I’m a creature of habit. I get up early, have my prayer time in the mornings, and (try to) workout before my workday begins.
At the end of my workday comes errands, dinner prep and cleanup.
And, at the end of that, is when I typically plop onto the couch, scroll on my phone and/or binge watch whatever new series I’ve discovered.
It’s at those times I think, rather than doom scrolling or watching another episode, I should probably read another passage in this booklet, or write another blog post or simply seek out silence to pray more deeply before ending the day.
Choosing a holy habit would certainly be a better option and likely provide more fulfillment.
Yet…I stay on the couch.
This passage showed me that “I’ve stopped hoping to change.”
I convince myself, “I don’t have the strength, I don’t have the energy…I just can’t…”

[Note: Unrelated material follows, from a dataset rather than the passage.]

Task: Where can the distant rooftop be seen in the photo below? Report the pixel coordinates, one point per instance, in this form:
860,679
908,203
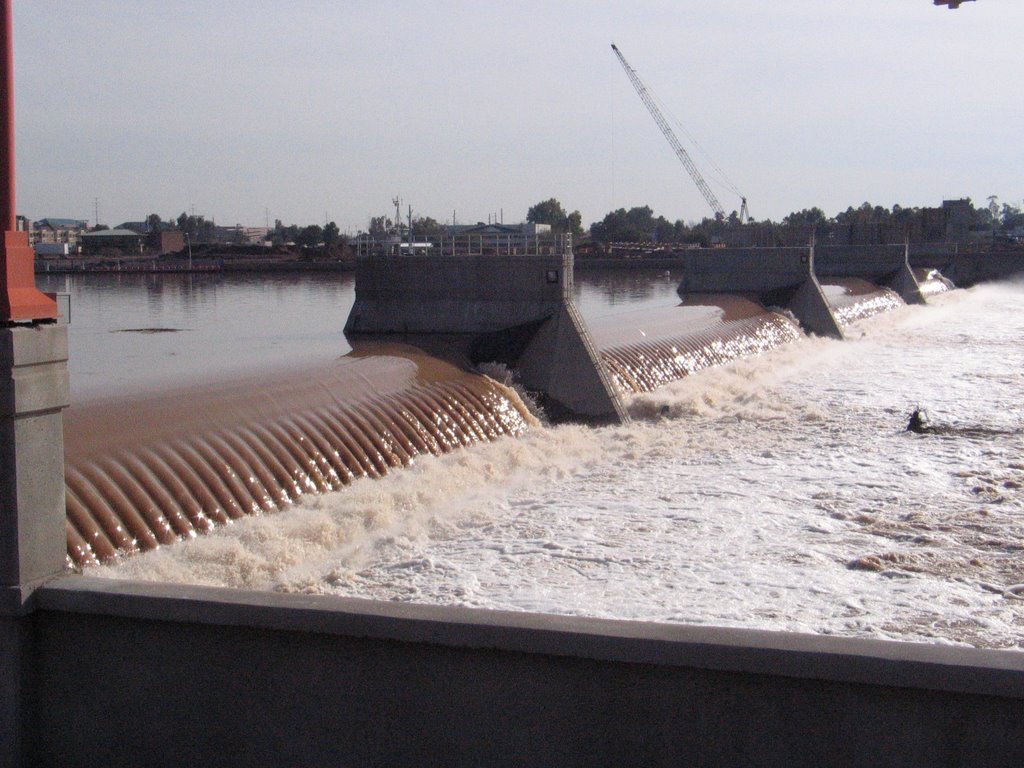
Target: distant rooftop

I always manage to justify my laziness.
St. Catherine of Siena reminds us “that grace responds to our willingness”.
So…If I’m being completely honest with myself, I suppose I can make a better choice…
I’m just not willing to.
Oof…I’m going to have to sit with that realization for a while.
Because, when all is said and done…“God heals when we ask, but often we must first desire to rise, take up our mat…and walk.”
Dear Lord, fill me with the courage to acknowledge what’s broken in my daily routines and awaken my desire to make choices that lead me closer to You. Amen.